Saturday, March 29, 2008

Okay, here's the final blog I promised, with another one to come after Sawyer's birthday on Monday.

I just finished reading "Beautiful Boy" by David Sheff. From his biography on his website:

"Along with The New York Times Magazine, Sheff, a contributing editor to Playboy, has also written for The New York Times, Wired, Fortune, Rolling Stone, Outside, The Los Angeles Times Magazine, Esquire and Observer Magazine in England, Foreign Literature in Russia, and Playboy (Shueisha) in Japan. He has conducted seminal interviews with John Lennon and Yoko Ono, nuclear physicist Ted Taylor, Congressman Barney Frank, Steve Jobs, Ansel Adams, Thomas Friedman, the founders of Google, Tom Hanks, Betty Friedan, Keith Haring, Jack Nicholson, Carl Sagan, Larry Ellison, Salman Rushdie, and others. He also wrote an award-winning documentary about John Steinbeck's The Grapes of Wrath and a radio special about Harper Lee’s To Kill a Mockingbird, both for National Public Radio, and wrote and edited Heart Play: Unfinished Dialogue, which won a Grammy Award nomination for Best Spoken Word Recording of 1984." He also wrote a great book about the videogame industry called "Game Over."

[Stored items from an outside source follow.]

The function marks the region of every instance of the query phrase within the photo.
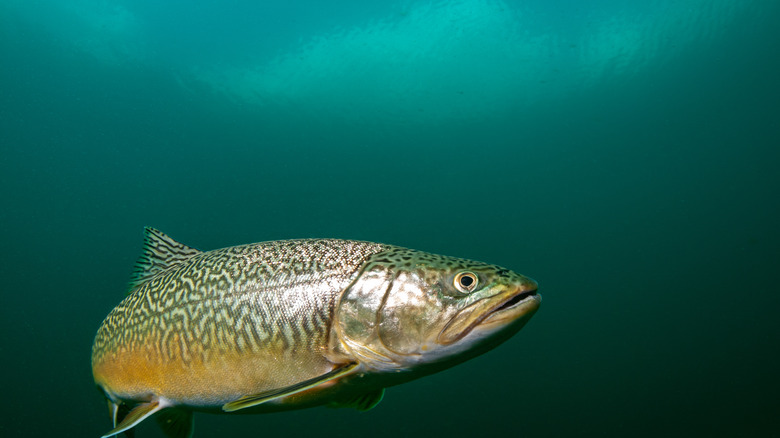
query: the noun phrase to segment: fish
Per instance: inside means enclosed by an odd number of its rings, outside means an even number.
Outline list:
[[[399,246],[278,240],[200,251],[154,228],[92,347],[113,429],[193,412],[361,411],[385,388],[483,354],[541,303],[509,269]]]

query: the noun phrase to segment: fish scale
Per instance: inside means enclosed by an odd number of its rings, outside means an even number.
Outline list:
[[[106,437],[156,413],[184,437],[194,410],[369,409],[385,387],[503,342],[541,300],[505,268],[373,242],[201,252],[148,228],[144,248],[93,345]]]

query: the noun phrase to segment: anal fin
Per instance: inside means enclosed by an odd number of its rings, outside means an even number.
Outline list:
[[[270,391],[261,392],[259,394],[245,395],[239,398],[238,400],[234,400],[230,403],[225,403],[222,406],[222,410],[225,412],[238,411],[239,409],[249,408],[262,403],[269,402],[271,400],[276,400],[279,398],[297,394],[299,392],[306,391],[307,389],[314,388],[315,386],[321,385],[325,382],[344,377],[347,374],[352,373],[357,367],[358,367],[357,363],[350,363],[342,367],[334,368],[333,370],[321,376],[317,376],[309,380],[304,380],[303,382],[299,382],[294,385],[285,386],[283,388],[272,389]]]
[[[141,403],[140,405],[134,407],[130,412],[127,413],[127,415],[122,419],[122,421],[111,429],[107,434],[103,435],[100,438],[108,438],[110,436],[114,436],[117,434],[120,434],[138,423],[144,421],[146,418],[148,418],[150,415],[154,414],[155,412],[165,409],[167,406],[164,403],[161,403],[160,400],[153,400],[148,403]]]
[[[168,408],[154,419],[168,438],[191,438],[195,430],[190,410]]]
[[[121,423],[130,412],[130,408],[124,403],[114,403],[108,399],[108,412],[111,415],[111,427],[116,427],[116,425]],[[135,437],[135,433],[133,429],[127,429],[124,436],[125,438],[133,438]]]
[[[116,427],[116,417],[119,414],[119,405],[112,402],[110,399],[106,399],[106,402],[108,402],[108,415],[111,416],[111,425]]]

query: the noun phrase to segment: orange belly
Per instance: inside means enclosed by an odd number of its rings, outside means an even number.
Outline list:
[[[332,363],[311,351],[226,351],[184,361],[162,358],[147,347],[106,354],[93,364],[92,371],[95,383],[117,399],[148,401],[159,396],[206,408],[289,386],[331,369]]]

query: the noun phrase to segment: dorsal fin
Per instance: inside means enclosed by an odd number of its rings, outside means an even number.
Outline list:
[[[135,263],[130,277],[130,290],[158,273],[200,254],[195,248],[179,243],[160,230],[144,228],[144,253]]]

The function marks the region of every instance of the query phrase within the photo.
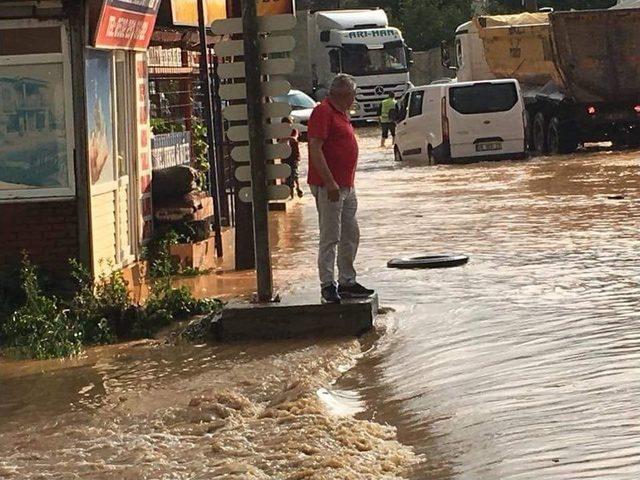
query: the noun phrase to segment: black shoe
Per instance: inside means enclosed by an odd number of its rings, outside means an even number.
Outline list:
[[[298,189],[297,193],[298,193],[298,198],[302,198],[302,196],[304,195],[304,193],[302,193],[302,190],[300,189]]]
[[[340,285],[338,287],[338,294],[344,298],[369,298],[374,293],[376,293],[375,290],[365,288],[359,283]]]
[[[340,303],[340,301],[342,300],[335,285],[323,287],[321,293],[322,303]]]

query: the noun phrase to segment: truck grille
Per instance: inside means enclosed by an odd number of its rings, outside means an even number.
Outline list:
[[[407,89],[407,85],[389,84],[389,85],[372,85],[367,87],[358,87],[356,89],[356,101],[362,108],[362,118],[375,118],[378,116],[378,107],[380,102],[393,92],[396,99],[399,99]]]
[[[356,90],[356,100],[358,102],[382,101],[393,92],[399,98],[406,90],[405,84],[400,85],[372,85],[368,87],[358,87]]]

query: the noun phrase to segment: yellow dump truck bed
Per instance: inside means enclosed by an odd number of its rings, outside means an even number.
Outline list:
[[[556,67],[581,102],[640,100],[640,8],[551,15]]]
[[[526,13],[474,20],[491,72],[553,81],[580,102],[640,97],[640,9]]]
[[[560,81],[553,62],[548,13],[483,16],[474,19],[491,72],[523,85]]]

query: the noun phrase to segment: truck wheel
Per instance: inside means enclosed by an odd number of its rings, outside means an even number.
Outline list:
[[[433,156],[433,147],[431,145],[427,147],[427,161],[429,162],[429,165],[436,164],[436,159]]]
[[[561,126],[558,117],[549,121],[547,129],[547,147],[551,155],[573,153],[578,148],[578,140],[569,125]]]
[[[533,151],[538,155],[548,152],[547,120],[542,112],[538,112],[533,119]]]
[[[525,148],[528,151],[533,151],[533,120],[531,119],[531,114],[528,111],[525,111],[524,115],[526,117],[526,128],[524,130]]]

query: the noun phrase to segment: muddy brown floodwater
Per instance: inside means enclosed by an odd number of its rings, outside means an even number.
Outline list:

This book is about his son Nic's addiction to crystal meth. I was going to try to write a book review, but I really just want to encourage you all to read it. It's one of the most honest, heartbreaking, and in the end, hopeful books I've ever read. Someone on amazon, amidst the rave reviews, gave it a lower rating because they wanted father and son to pen the book together, in order to give "both sides of the story." Nic Sheff did write his book, called "Tweak." However, I really feel that this is David's story alone, the story of his relationship with his son, and how he and the rest of their family dealt with this addiction. I have heard many addict's stories, but I haven't read a good book by someone who loves an addict. I would strongly recommend this book to all--not just people who have dealt with addiction or loving someone with addiction, but any parent.

The real beauty of this book is that I felt I was living vicariously through David. His concerns became my concerns; his joys, my joys. It takes a powerful writer to make hisor her reader feel so closely knit into the story. I felt like David, Karen, Nic, Jasper, and Daisy were my family, and I wanted to trust Nic, and I wanted to comfort Jasper and Daisy, and on and on.

The funny part is that the book ends at the present. There is no further to go. This story is still being written. Yet I wanted more! I wanted to know how it ends . . .even though logically I know it isn't over yet. I wanted to be able to see into the future and know how this all turns out.
The book lived with me and lives in me still. It's definitely a must-read!